In Bombay - the bus is safe as long as there is a critical number of people inside. If the bus felt a bit too empty, I would take an auto. I would have a pretend-conversation on the phone. So the autodriver knew that somebody knew where I was. Sometimes when bus conductors, autodrivers and shopkeepers try to hand back change - they squeeze your hand.

 

We are surrounded by movies that encourage street harassment. Follow a girl enough times and she will fall in love with you. On the road, it's okay to sing vulgar songs about someone's waist, walk, eyes, bosom. Shame her into burning helplessness.

 

I don't want to be protected by a man. No man needs to feel responsible for me.
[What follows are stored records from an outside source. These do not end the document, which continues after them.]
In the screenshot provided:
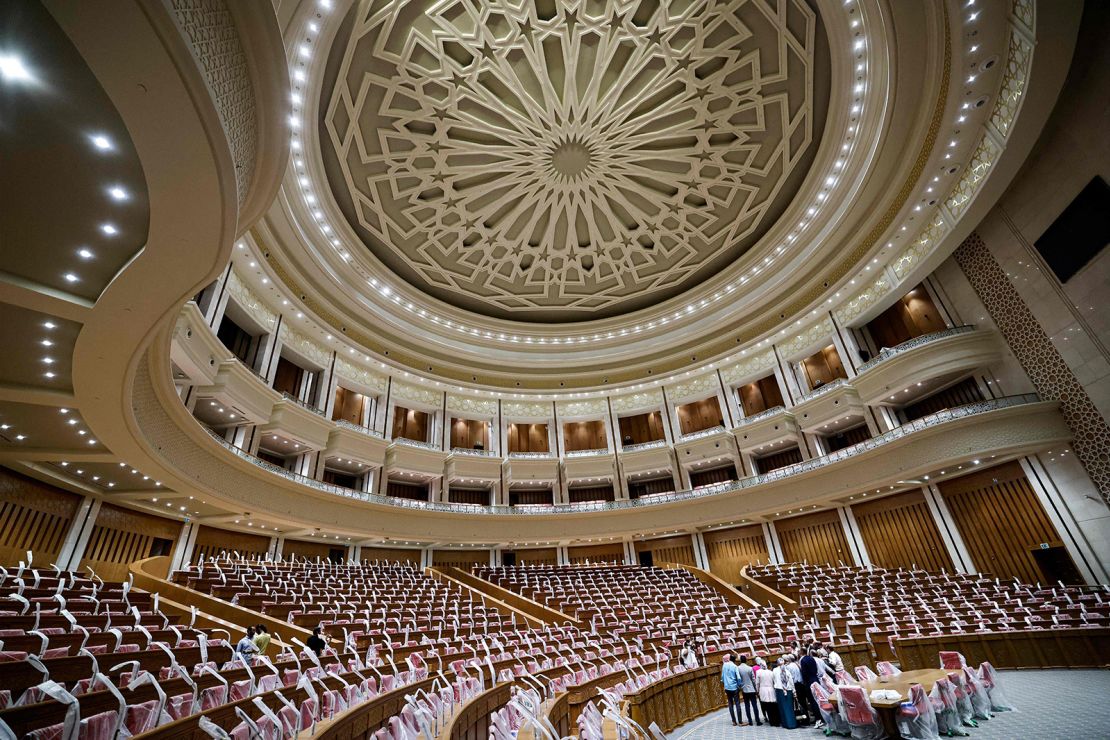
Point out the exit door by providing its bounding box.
[1032,545,1083,586]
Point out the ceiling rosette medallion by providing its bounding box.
[321,0,828,322]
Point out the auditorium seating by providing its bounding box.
[474,565,861,656]
[747,562,1110,661]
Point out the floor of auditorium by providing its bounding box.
[668,670,1110,740]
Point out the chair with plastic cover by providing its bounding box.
[962,667,995,719]
[979,661,1013,712]
[837,686,887,740]
[948,670,979,727]
[929,678,968,738]
[809,681,851,737]
[938,650,968,670]
[875,660,901,676]
[895,683,940,740]
[856,666,879,683]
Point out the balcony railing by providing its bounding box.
[281,391,324,416]
[451,447,501,457]
[393,437,440,452]
[856,324,976,375]
[335,419,384,439]
[620,439,667,453]
[736,406,786,427]
[209,393,1040,516]
[795,377,848,406]
[563,447,609,457]
[678,424,725,442]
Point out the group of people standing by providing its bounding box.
[720,641,844,730]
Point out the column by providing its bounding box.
[717,369,744,429]
[771,346,803,407]
[555,545,571,566]
[1019,457,1107,586]
[921,483,975,572]
[829,311,859,379]
[169,520,201,575]
[690,531,709,570]
[623,539,639,566]
[761,521,784,564]
[56,496,100,570]
[836,506,871,568]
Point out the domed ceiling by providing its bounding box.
[320,0,829,323]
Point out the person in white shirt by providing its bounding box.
[771,658,798,730]
[678,640,700,670]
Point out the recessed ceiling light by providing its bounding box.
[0,54,34,82]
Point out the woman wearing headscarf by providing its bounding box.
[756,658,778,727]
[771,658,798,730]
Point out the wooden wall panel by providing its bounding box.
[190,525,270,564]
[867,285,945,349]
[0,467,81,565]
[755,446,801,473]
[702,524,770,584]
[432,550,490,570]
[447,486,491,506]
[690,463,739,488]
[385,480,427,501]
[775,510,855,566]
[825,424,871,453]
[736,375,785,416]
[79,504,181,581]
[514,547,558,566]
[628,475,675,498]
[937,463,1062,584]
[281,539,333,561]
[508,488,555,506]
[391,406,432,442]
[508,424,551,453]
[563,420,608,453]
[675,396,725,434]
[451,417,490,449]
[902,377,982,422]
[801,344,848,388]
[617,412,666,445]
[360,546,420,566]
[851,490,952,571]
[332,385,370,426]
[566,484,614,504]
[566,541,624,565]
[635,535,697,566]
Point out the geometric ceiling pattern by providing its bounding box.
[321,0,825,322]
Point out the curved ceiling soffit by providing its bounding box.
[260,0,948,379]
[319,0,829,322]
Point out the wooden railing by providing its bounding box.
[428,566,576,627]
[678,565,760,608]
[740,566,798,611]
[625,665,726,732]
[440,682,513,740]
[314,678,435,740]
[131,556,312,652]
[895,627,1110,670]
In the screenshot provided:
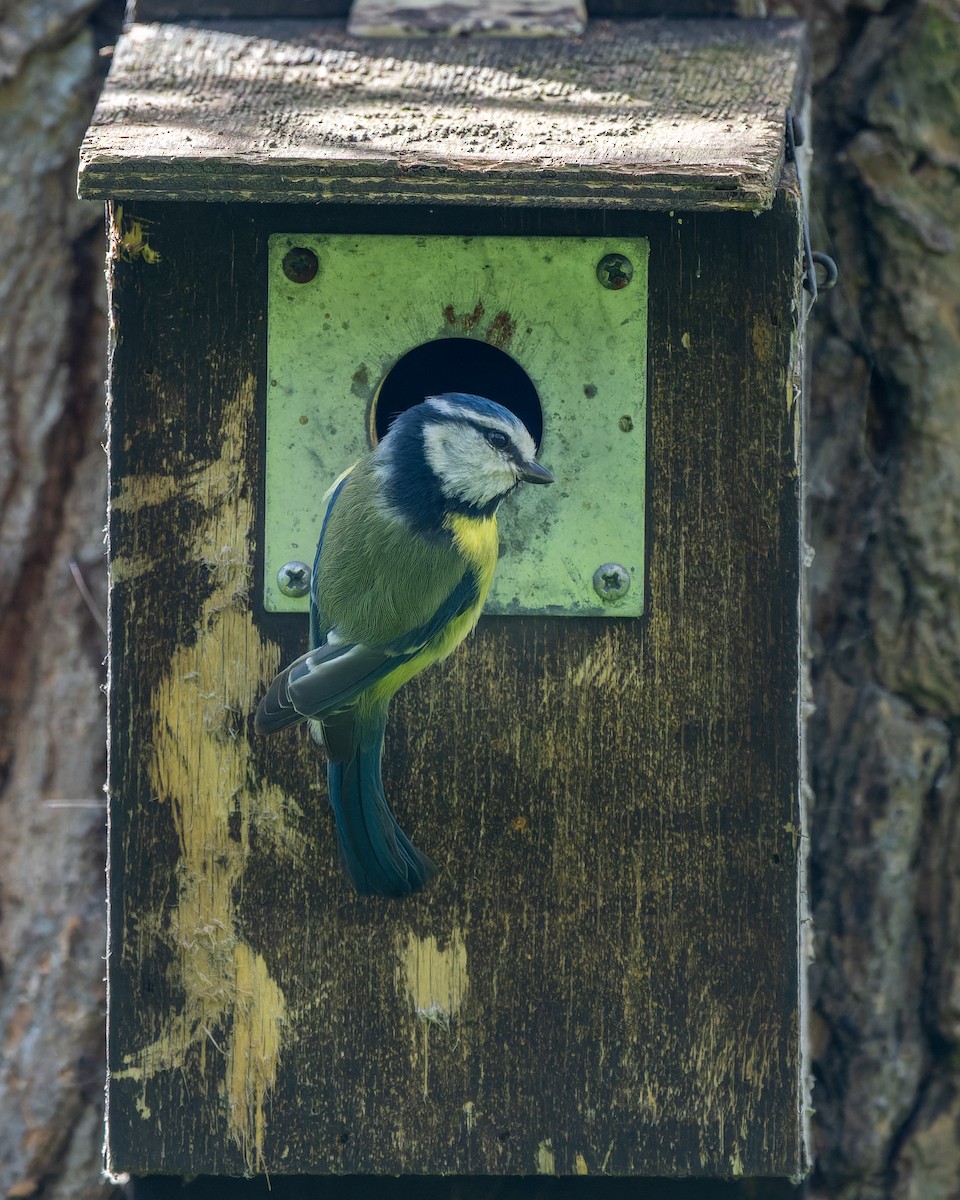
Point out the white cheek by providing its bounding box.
[424,425,516,505]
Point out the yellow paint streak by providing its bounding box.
[570,638,637,689]
[397,926,469,1097]
[398,926,469,1024]
[118,380,294,1171]
[536,1138,557,1175]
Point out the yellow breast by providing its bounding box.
[446,514,499,605]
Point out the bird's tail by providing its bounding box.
[326,714,438,898]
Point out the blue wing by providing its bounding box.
[254,570,478,733]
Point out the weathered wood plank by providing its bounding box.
[347,0,587,37]
[80,20,804,211]
[133,0,766,22]
[109,192,804,1175]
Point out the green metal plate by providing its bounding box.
[264,234,648,617]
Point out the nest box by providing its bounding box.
[80,0,809,1176]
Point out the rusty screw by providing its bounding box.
[593,563,630,600]
[282,246,320,283]
[596,254,634,292]
[277,563,310,600]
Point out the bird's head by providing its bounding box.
[376,392,553,523]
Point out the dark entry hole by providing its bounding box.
[371,337,544,446]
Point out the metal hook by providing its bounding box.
[787,108,840,305]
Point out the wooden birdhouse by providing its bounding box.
[80,0,810,1177]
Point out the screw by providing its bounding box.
[282,246,320,283]
[593,563,630,600]
[596,254,634,292]
[277,563,310,600]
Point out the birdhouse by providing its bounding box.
[80,0,810,1177]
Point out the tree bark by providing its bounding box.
[809,0,960,1200]
[0,0,118,1200]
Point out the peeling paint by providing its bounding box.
[398,926,468,1024]
[114,380,290,1171]
[397,926,472,1099]
[536,1138,557,1175]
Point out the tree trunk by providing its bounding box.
[809,0,960,1200]
[0,0,118,1198]
[0,0,960,1200]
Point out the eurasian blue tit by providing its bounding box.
[254,392,553,896]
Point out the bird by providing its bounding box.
[254,392,554,899]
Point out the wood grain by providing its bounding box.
[109,190,804,1175]
[80,20,804,211]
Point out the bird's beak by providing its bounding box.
[517,460,556,484]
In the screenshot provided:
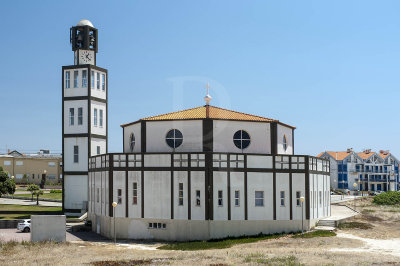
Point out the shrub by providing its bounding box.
[372,191,400,205]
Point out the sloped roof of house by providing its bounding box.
[357,151,376,160]
[121,105,295,129]
[317,151,352,161]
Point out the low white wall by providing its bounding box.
[31,215,66,242]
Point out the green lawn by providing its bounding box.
[158,234,286,251]
[0,204,62,219]
[14,193,62,200]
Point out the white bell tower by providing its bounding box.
[62,19,108,215]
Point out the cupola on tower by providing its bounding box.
[62,19,108,215]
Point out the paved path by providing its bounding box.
[321,205,358,221]
[0,229,109,242]
[0,198,62,207]
[331,195,361,204]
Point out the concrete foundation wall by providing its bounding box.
[31,215,66,242]
[89,215,316,241]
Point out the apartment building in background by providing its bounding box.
[317,149,399,191]
[0,150,62,184]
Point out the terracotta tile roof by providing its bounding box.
[317,151,351,161]
[378,152,390,159]
[121,105,295,128]
[357,151,375,160]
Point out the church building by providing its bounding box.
[64,20,330,241]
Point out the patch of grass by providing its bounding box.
[293,230,336,238]
[90,259,153,266]
[10,193,62,201]
[244,253,303,266]
[0,204,62,220]
[372,191,400,205]
[338,222,373,230]
[158,234,287,251]
[361,209,376,213]
[0,204,62,212]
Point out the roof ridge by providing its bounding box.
[210,105,279,122]
[139,106,204,120]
I don't want a man to spew venom on my behalf. I don't want to be left alone because I am someone's wife, sister, daughter. I don't want to hide in "Ladies-Only" compartments. I want to look at a city's buildings and take photographs, without dodging a biker's hands. I don't want to be afraid to go into a Police Station. I want to be able to go for a walk without swallowing my fear by the minute.

 

I refuse to believe that all male bloggers are not involved in street harassment. I don't think most men realize that they have the male privilege. Street harassment takes on different forms - digital, cellular and otherwise. But it is the same in essence. They don't respect personal space in a public domain. The line between admiration and street harassment is not thin. I've been reading a lot of "I never knew this happened" testimonies penned by men, but I am curious about the other lot? Do they read this stuff? Are they going to dismiss this as feminist crap? I get an avalanche of vulgar anonymous comments sometimes - are they the same kind who harass on the streets?

 

Of course, street harassment is not unique to India. I am sure London has its share. But I would be lying if I didn't say that London welcomes me on her streets. I take photographs, smile at shopkeepers and on some occassions even sing to myself.

 

What is unique to India is the apathy. The heartbreaking indifference. The SILENCE. Victims should not speak of being the victim. We should suffer in our silence. The "world" meanwhile, feigns ignorance. You process the blank noise in your head, and don't tell anyone. And hope that it will all go away. It doesn't.

 

Oh! What really gets my goat - is when somebody suggests that you learn Martial Arts to defend yourself. Right. So tomorrow if someone harasses me, and I get harassed, it's again my fault that I couldn't defend myself. Really?